YOU ASK:

Do insurance companies have a bad dog list and upon what criteria is it based?

WE ANSWER:

Most pet insurance companies have a notional bad dog list upon which they base underwriting decisions - such as whether to issue a policy or not and at what premium levels.

What is a "bad dog" list?

A "bad dog" list is composed of a list of dog breeds that pose a higher risk of causing damage and injury to humans and other animals. These are dogs that have a higher tendency to bite and attack. This is because it is recognized that these breeds, by virtue of their general temperament, characteristics and built, have been shown to be involved in a number of animal attacks.

The insurance companies do have a list of dogs which they may decide to exclude from cover, or to agree to cover only with certain conditions - such as a higher premium, requisite enrolment to obedience school or an agreement with the owner that the dog is muzzled, chained, or caged.

Criteria for Including Breeds in the Bad Dog List

The criteria upon which a bad dog list is based may be the insurance company's experience with claims for a certain breed. Insurance companies keep a database of the number of claims for dog bites and dog attacks per breed.

The insurance company may also base inclusion on the bad dog list on the dangerous dogs classifications created by certain states. Yes, there are states that ban certain dog breeds or classify some dog breeds as dangerous or vicious. Another basis would be statistics regarding the frequency of dog bites for a certain breed as well as research results provided by Centers for Disease Control.

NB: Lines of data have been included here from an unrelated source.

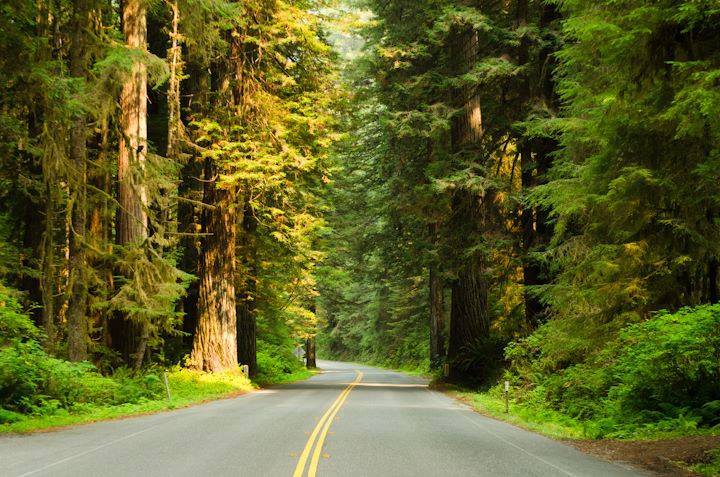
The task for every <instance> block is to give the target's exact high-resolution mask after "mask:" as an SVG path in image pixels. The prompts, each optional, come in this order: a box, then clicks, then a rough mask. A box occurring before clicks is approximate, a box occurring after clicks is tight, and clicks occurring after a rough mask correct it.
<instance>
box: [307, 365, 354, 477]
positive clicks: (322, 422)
mask: <svg viewBox="0 0 720 477" xmlns="http://www.w3.org/2000/svg"><path fill="white" fill-rule="evenodd" d="M361 379H362V373H361V372H358V374H357V377H356V378H355V381H353V382H352V383H350V384H349V385H348V387H346V388H345V389H344V390H343V392H341V393H340V395H339V396H338V397H337V398H336V399H335V401H334V402H333V403H332V406H330V408H328V410H327V411H325V414H323V416H322V417H321V418H320V420H319V421H318V423H317V425H316V426H315V429H313V431H312V434H310V438H309V439H308V441H307V444H305V448H304V449H303V452H302V454H301V455H300V460H299V461H298V463H297V466H296V467H295V472H294V473H293V477H302V475H303V471H304V470H305V463H306V462H307V459H308V457H309V456H310V451H311V450H312V448H313V445H314V444H315V438H316V437H317V436H318V433H320V429H323V430H324V433H323V434H322V441H321V445H320V448H321V449H322V442H324V441H325V435H326V434H327V429H329V428H330V425H329V423H330V422H332V419H333V418H334V417H335V414H337V411H338V409H340V406H342V403H343V402H345V399H346V398H347V395H348V394H350V391H351V390H352V388H353V387H355V385H356V384H357V383H359V382H360V380H361ZM331 416H332V417H331ZM328 418H329V419H328ZM326 423H327V426H326V427H323V424H326ZM316 453H317V454H318V458H319V451H317V450H316ZM313 462H315V468H316V469H317V462H316V459H315V456H313ZM312 467H313V465H312V463H311V464H310V471H309V472H310V475H315V472H314V471H313V470H312Z"/></svg>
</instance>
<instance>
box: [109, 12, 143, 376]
mask: <svg viewBox="0 0 720 477" xmlns="http://www.w3.org/2000/svg"><path fill="white" fill-rule="evenodd" d="M145 3H146V2H145V0H126V1H125V2H123V32H124V34H125V41H126V44H127V46H128V47H130V48H133V49H136V50H140V51H146V50H147V44H146V42H147V18H146V16H147V12H146V5H145ZM120 109H121V110H120V125H121V128H122V135H121V137H120V150H119V154H118V183H119V186H118V216H117V237H116V239H117V242H118V244H120V245H125V246H137V245H140V244H141V243H142V242H143V241H144V240H145V239H146V238H147V236H148V218H147V212H146V211H147V193H146V190H145V185H144V180H145V177H144V176H145V158H146V154H147V68H146V66H145V65H144V64H143V63H142V62H141V61H135V62H134V63H133V66H132V71H131V74H130V75H129V76H128V78H127V79H126V80H125V84H124V85H123V89H122V93H121V96H120ZM117 328H118V329H119V334H120V336H119V337H118V338H119V341H120V343H115V346H116V347H117V346H118V345H119V346H120V348H121V350H122V352H123V355H124V356H125V359H126V360H130V358H131V357H132V355H134V360H133V361H134V364H135V366H138V365H139V364H140V363H142V360H143V357H144V352H145V346H146V343H147V338H148V324H147V323H141V324H137V323H133V322H132V321H130V320H128V319H124V321H123V322H122V324H120V326H118V327H117ZM113 340H115V337H113Z"/></svg>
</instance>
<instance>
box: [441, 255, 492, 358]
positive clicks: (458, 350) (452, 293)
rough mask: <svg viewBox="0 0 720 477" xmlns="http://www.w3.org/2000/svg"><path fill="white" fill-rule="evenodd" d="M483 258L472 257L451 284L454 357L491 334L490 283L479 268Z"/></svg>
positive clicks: (450, 342)
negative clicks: (455, 279)
mask: <svg viewBox="0 0 720 477" xmlns="http://www.w3.org/2000/svg"><path fill="white" fill-rule="evenodd" d="M481 266H482V265H481V262H480V260H477V259H475V260H472V261H471V262H470V263H468V264H467V265H466V267H465V268H464V269H463V272H462V273H460V274H459V276H458V279H457V280H455V283H453V286H452V304H451V316H452V318H451V320H450V347H449V348H450V355H449V357H450V358H451V359H453V358H457V357H460V356H462V355H463V354H465V351H466V350H465V349H464V348H465V347H467V346H469V345H472V344H474V343H475V342H476V341H477V340H478V339H481V338H483V337H486V336H488V333H489V331H490V320H489V319H488V301H487V297H488V283H487V281H486V279H485V278H484V276H483V271H482V269H481V268H480V267H481Z"/></svg>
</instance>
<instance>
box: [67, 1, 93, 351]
mask: <svg viewBox="0 0 720 477" xmlns="http://www.w3.org/2000/svg"><path fill="white" fill-rule="evenodd" d="M73 10H74V11H73V36H72V41H73V44H72V48H71V49H70V75H71V76H73V77H75V78H83V77H85V76H86V73H87V67H88V39H87V35H88V33H89V29H90V28H91V23H90V22H91V17H90V15H91V11H92V6H91V4H90V0H75V2H74V3H73ZM70 161H71V162H72V164H73V167H74V168H75V171H74V172H75V174H74V175H75V177H74V178H72V179H71V189H70V190H71V198H70V204H71V205H70V214H71V222H70V223H71V225H72V230H70V231H69V234H68V238H69V242H70V243H69V252H70V257H69V269H70V278H69V283H70V287H69V289H68V294H69V296H68V310H67V319H68V356H69V358H70V360H71V361H83V360H85V359H87V342H88V336H87V335H88V325H87V299H88V285H87V282H88V277H87V265H86V253H85V240H86V229H87V220H86V217H87V215H86V214H87V199H86V198H87V147H86V125H85V115H84V114H79V115H78V117H77V118H76V119H75V122H74V125H73V129H72V131H71V132H70Z"/></svg>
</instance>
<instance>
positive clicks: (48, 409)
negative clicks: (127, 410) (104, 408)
mask: <svg viewBox="0 0 720 477" xmlns="http://www.w3.org/2000/svg"><path fill="white" fill-rule="evenodd" d="M41 336H42V333H41V332H40V331H39V330H38V329H37V328H36V327H35V326H34V325H33V323H32V321H31V320H30V317H29V316H27V314H25V313H23V312H22V309H21V308H20V305H19V304H18V303H17V301H16V300H15V299H14V297H13V296H12V294H11V292H9V291H8V290H7V289H6V288H4V287H0V406H2V408H3V412H4V413H11V414H7V415H6V416H5V417H4V418H3V419H4V420H5V421H6V422H7V420H8V419H10V418H9V417H7V416H11V415H13V414H14V413H15V412H19V413H25V414H29V413H32V414H49V413H53V412H55V411H57V410H58V409H66V410H71V409H72V408H73V407H76V406H81V405H84V404H98V405H112V404H120V403H128V402H130V403H133V402H138V401H141V400H143V399H148V398H154V397H157V396H158V395H160V394H161V392H162V383H161V381H160V379H159V378H158V377H157V376H155V375H153V374H146V375H141V376H133V375H131V374H130V373H129V372H127V371H119V372H118V373H116V375H115V376H113V377H106V376H103V375H101V374H100V373H99V372H98V371H97V369H96V368H95V367H94V366H93V365H92V364H90V363H71V362H68V361H64V360H62V359H58V358H56V357H53V356H50V355H48V354H47V353H46V352H45V350H44V349H43V348H42V347H41V346H40V343H39V342H38V339H39V338H40V337H41Z"/></svg>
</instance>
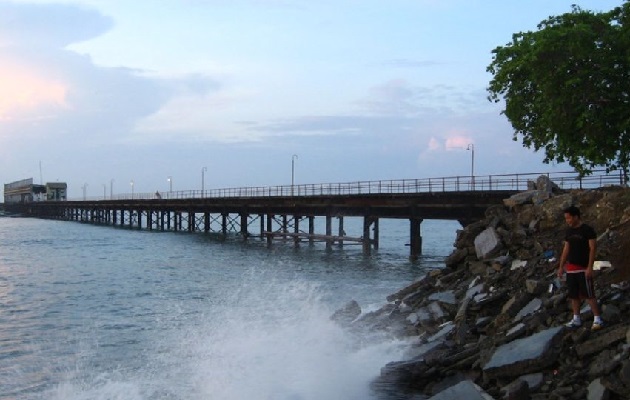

There have been some arguments from different camps (dog lovers, dog owners and breeders, as well as kennel clubs) regarding breed discrimination. However, insurance companies still maintain that they have "no-insure" or "insure-upon-certain-terms" when they are faced with the decision of whether to insure a certain dog breed or not.

Some dog breeds that are included in the bad dog list are:

  • German shepherds,
  • Dobermans,
  • pit bulls,
  • Akitas,
  • chow-chows,
  • Alaskan Malamutes,
  • Siberian huskies and
  • rottweilers.

This is regardless of whether they are purebreds or mixed breeds.